Teaching women to be resentful of men has real, lasting consequences

By John O’Sullivan
December 19, 2013

When I was in college, I thought feminism was good. That all changed when the conversation ceased to be about equal opportunity for women and became all about what’s wrong with men. The news is filled with stories about relationships in which men are labeled abusers and women are presumed victims. These constant reminders of the worst of my gender have come to define us as a nation.

When the media make public declarations that men are the bad sex, or simply losers, children are listening. Some of these children are now older and dating, or even married, and many avoid responsibility as a result of our anti-male culture. This is especially true with women. When something goes wrong in a relationship, the default position is that men are to blame. Everyday normal behavior becomes one of scandal or abuse.

When my wife, who has stage-three breast cancer, goes to the emergency room, the first question they ask her is whether or not she feels safe at home. If she is anxious, the hospital social worker feels comfortable assuming some form of abuse. They repeatedly ask inappropriate questions and make grave assumptions without proof.

As a society, we are so trained to look for abuse that we ignore any other possibility. An argument can be called verbal abuse. A wife under serious stress is a victim. A man concerned about spending money is controlling. A wife refusing to answer her phone is enduring harassment. These opinions are presented as facts. It’s just assumed a man is oppressing a woman. That’s what feminism run amok has done.

Relationships can, and do, end based on these overreactions and assumptions about men, which are purposely escalated via people who claim concern. I’m all for protecting someone who’s been mistreated. But so-called professionals who say inappropriate things and interject themselves into private relationships never stop to consider that men have feelings, too.

There are far more people with genuine marital problems than there are abuse victims. Escalating marital conflict with strong negative language, as our postfeminist culture does, is counterproductive. The vocabulary of kindness and calm is more socially responsible.

What I have learned is that people feel comfortable assuming the worst about husbands and ignore their noble gestures and sincere kindness. Is it so hard to believe the world is filled with concerned husbands who make constant sacrifices for loving wives?

A few years ago, when my wife was sick with a different illness, we separated for a short stint. I had people tell me I just had to get divorced, as though this were the obvious solution. I would hear: “You can’t stay together for the children.”

Why the hell not? Nothing on God’s earth that is more important than children.

I was told things like: “Once this happens, things don’t get better.” Well, I think my marriage is worth the risk and more. “In sickness and health” is more than a catch phrase. I realized my wife was sick, so I took care of her.

But there will always be unethical lawyers and social workers with their own baggage who want those experiencing marital problems to blame the other person, usually the husband. That’s how these people make their living, and their efforts are easily propelled by public declarations against men and national debates about the “end of men.” But when you’re busy blaming someone else, you are allowing yourself to be distracted from your own failures. Shouldn’t we be making public declarations of successful relationships instead?

It’s time to stop allowing people with failed relationships to define the culture of marriage. Fathers and husbands who display great character should be the focus of discussion. I have spoken to people who are older and have been married for decades, and they all tell me they had times where they thought their marriages wouldn’t last. Maybe some marriages aren’t salvageable. But many, many are.

Before the 1970’s, when married people had conflicts, the prevailing wisdom was to go back to your spouse and work it out. The feminist ideal suggests this is unfair to women—the assumption being that wives are always the victims in any marital dispute. But marriage can be unfair to everyone! It is gender neutral.

I don’t want to judge people who make different choices than I. But people need to take a deep breath, demand some calm and be positive. Feminist vocabulary is degrading.
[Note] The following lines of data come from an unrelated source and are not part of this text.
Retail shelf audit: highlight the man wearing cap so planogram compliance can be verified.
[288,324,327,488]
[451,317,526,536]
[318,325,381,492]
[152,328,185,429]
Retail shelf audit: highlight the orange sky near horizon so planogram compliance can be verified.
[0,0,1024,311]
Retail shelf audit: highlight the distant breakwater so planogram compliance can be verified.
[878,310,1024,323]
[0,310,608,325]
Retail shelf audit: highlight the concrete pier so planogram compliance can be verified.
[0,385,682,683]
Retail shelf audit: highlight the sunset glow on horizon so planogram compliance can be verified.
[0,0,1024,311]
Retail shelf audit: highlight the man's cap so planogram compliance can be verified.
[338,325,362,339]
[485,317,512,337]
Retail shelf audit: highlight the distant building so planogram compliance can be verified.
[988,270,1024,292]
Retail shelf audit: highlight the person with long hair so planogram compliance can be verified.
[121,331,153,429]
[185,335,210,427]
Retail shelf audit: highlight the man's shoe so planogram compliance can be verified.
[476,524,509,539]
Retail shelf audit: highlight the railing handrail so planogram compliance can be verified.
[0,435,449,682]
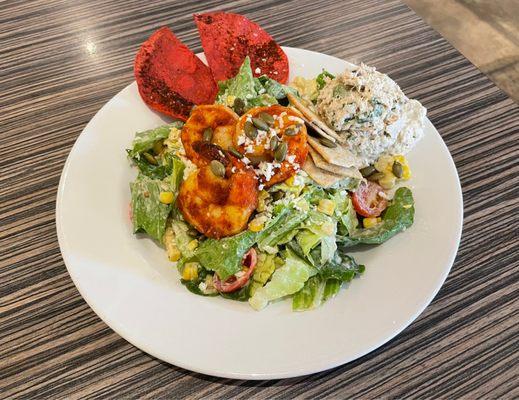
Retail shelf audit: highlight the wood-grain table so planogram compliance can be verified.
[0,0,519,399]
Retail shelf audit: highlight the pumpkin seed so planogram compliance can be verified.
[366,172,386,182]
[203,127,213,142]
[209,160,225,178]
[284,125,299,136]
[243,121,258,140]
[232,97,245,115]
[259,112,274,125]
[142,152,159,165]
[229,147,243,158]
[270,136,279,151]
[360,165,377,178]
[274,142,288,162]
[391,161,404,179]
[319,138,337,149]
[252,118,269,131]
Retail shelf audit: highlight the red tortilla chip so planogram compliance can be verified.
[134,27,218,121]
[194,12,288,83]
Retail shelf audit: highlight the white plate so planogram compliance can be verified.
[56,48,462,379]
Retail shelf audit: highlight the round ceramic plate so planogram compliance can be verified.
[56,48,462,379]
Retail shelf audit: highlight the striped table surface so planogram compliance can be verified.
[0,0,519,398]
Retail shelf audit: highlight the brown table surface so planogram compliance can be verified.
[0,0,519,398]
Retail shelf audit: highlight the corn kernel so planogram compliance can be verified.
[182,263,198,281]
[374,154,395,173]
[187,239,198,251]
[378,172,396,190]
[362,218,382,228]
[226,96,236,107]
[317,199,335,215]
[159,192,175,204]
[395,155,411,181]
[249,218,265,232]
[167,245,182,262]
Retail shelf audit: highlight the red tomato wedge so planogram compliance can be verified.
[134,27,218,121]
[194,12,288,83]
[213,249,258,293]
[351,181,387,218]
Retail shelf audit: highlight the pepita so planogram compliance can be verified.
[209,160,225,178]
[243,121,258,140]
[270,136,279,151]
[319,138,337,149]
[360,165,377,178]
[202,127,213,142]
[274,142,288,162]
[252,118,269,131]
[391,161,404,179]
[229,147,243,158]
[232,97,245,115]
[284,125,299,136]
[259,112,274,125]
[142,152,158,165]
[366,172,386,182]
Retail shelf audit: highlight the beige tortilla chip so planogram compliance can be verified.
[308,136,357,168]
[308,147,362,179]
[303,157,344,188]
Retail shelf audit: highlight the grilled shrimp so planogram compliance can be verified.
[233,105,308,187]
[177,153,258,239]
[181,104,238,167]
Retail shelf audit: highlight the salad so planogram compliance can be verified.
[127,13,425,311]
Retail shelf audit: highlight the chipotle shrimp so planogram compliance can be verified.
[181,104,238,167]
[177,153,258,239]
[233,105,308,187]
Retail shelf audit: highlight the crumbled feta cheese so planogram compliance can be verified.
[287,115,305,124]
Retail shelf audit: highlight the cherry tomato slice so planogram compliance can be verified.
[351,181,387,218]
[213,249,258,293]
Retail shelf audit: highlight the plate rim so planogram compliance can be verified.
[55,46,464,380]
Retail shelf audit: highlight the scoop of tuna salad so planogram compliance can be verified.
[316,64,426,167]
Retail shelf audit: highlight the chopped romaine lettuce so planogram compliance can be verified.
[249,250,317,310]
[216,57,295,111]
[194,231,256,281]
[130,174,172,241]
[128,121,184,158]
[339,187,414,247]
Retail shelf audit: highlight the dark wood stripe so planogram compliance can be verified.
[0,0,519,399]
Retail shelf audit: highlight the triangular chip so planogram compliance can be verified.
[303,157,344,188]
[308,136,358,168]
[309,147,362,179]
[194,12,288,83]
[134,27,218,121]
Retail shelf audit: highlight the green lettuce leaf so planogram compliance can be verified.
[194,231,256,281]
[296,210,337,265]
[292,276,342,311]
[250,252,276,296]
[170,156,186,193]
[249,250,317,310]
[315,69,335,90]
[130,174,172,241]
[257,208,307,251]
[339,187,414,247]
[128,121,184,158]
[170,218,195,258]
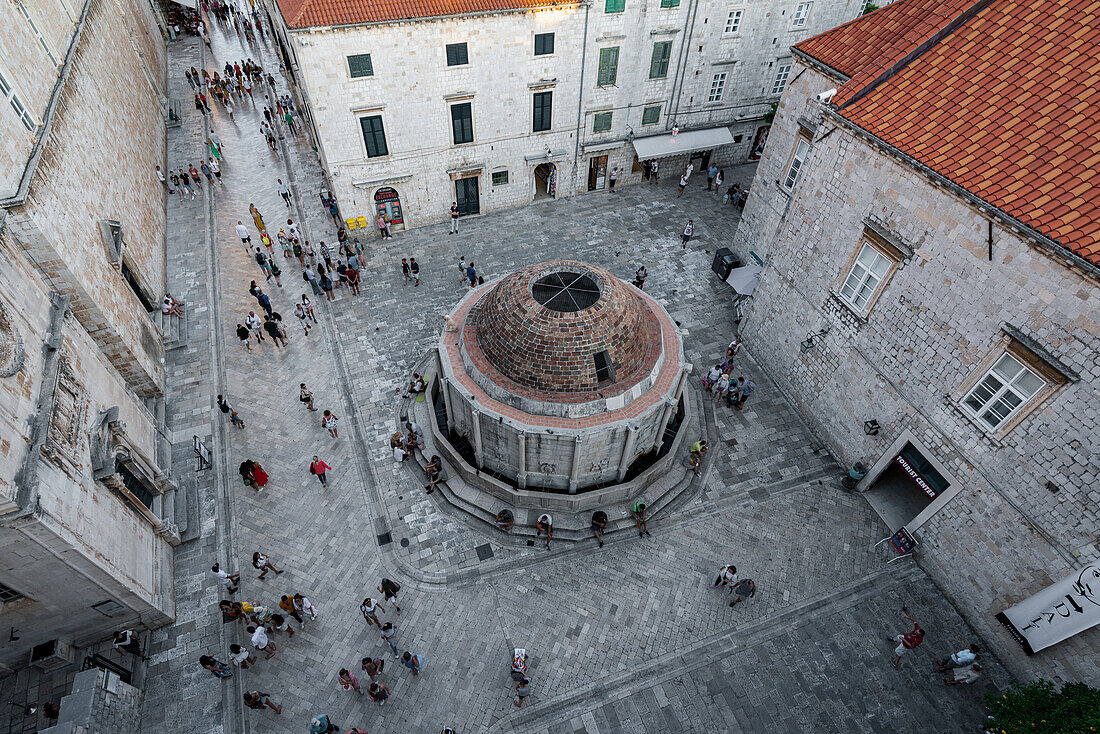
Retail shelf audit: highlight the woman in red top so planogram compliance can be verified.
[309,457,332,486]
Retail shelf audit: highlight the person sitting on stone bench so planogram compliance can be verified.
[424,456,443,494]
[493,507,516,533]
[592,510,607,548]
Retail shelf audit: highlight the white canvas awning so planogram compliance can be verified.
[634,127,734,161]
[726,263,763,296]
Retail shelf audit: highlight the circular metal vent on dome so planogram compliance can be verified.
[531,271,601,314]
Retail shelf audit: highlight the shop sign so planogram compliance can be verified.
[894,453,937,500]
[997,561,1100,655]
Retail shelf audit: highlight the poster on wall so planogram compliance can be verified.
[997,560,1100,655]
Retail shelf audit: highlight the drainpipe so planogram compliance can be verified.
[570,2,592,191]
[664,0,699,130]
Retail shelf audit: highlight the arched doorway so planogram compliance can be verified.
[535,163,558,200]
[374,186,405,229]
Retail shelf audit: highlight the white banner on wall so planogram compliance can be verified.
[997,560,1100,655]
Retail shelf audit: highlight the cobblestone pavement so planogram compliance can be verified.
[145,20,1007,733]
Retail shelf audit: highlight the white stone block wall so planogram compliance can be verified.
[734,57,1100,683]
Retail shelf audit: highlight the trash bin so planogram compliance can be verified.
[711,248,737,281]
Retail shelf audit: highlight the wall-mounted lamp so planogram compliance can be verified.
[799,325,828,354]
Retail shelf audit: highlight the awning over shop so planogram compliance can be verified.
[634,127,734,161]
[726,265,763,296]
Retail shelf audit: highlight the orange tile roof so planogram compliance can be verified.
[278,0,576,29]
[796,0,1100,265]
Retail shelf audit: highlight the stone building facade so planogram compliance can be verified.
[734,0,1100,684]
[0,0,184,668]
[268,0,864,229]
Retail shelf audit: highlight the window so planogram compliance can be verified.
[359,114,389,158]
[791,2,814,28]
[531,91,553,132]
[963,354,1045,428]
[535,33,553,56]
[451,102,474,145]
[726,9,745,35]
[706,72,726,102]
[592,350,615,382]
[348,54,374,79]
[0,73,37,132]
[17,2,58,66]
[836,242,893,311]
[771,62,791,95]
[649,41,672,79]
[0,583,23,604]
[783,135,810,190]
[447,43,470,66]
[596,46,618,87]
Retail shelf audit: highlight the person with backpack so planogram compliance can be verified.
[378,579,402,612]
It hurts men, women, and children; and it erodes marriage. The divorce rate is sky high because people are leading with fear based on a negative narrative that’s constantly repeated in the media.

Teaching women to assume the worst of men has real consequences. We should not tolerate such a toxic message. We live in a country where millions of children are prohibited by law to see Dad because we imagine extremes to be normal.

The feminist establishment needs to take responsibility for their constant negative dialogue. We need to stop celebrating divorce and start praising good marriages. There are countless great men and an abundance of delightful women in the world.

Marriage, for most people, is about a partnership—not oppression. If we lead with our highest expectations and confidence in our wills, we can silence those who lead with the lowest common denominator and the greatest of fears.

Love can conquer and forgive. But first we must change the vocabulary and the ways in which we live. God Bless.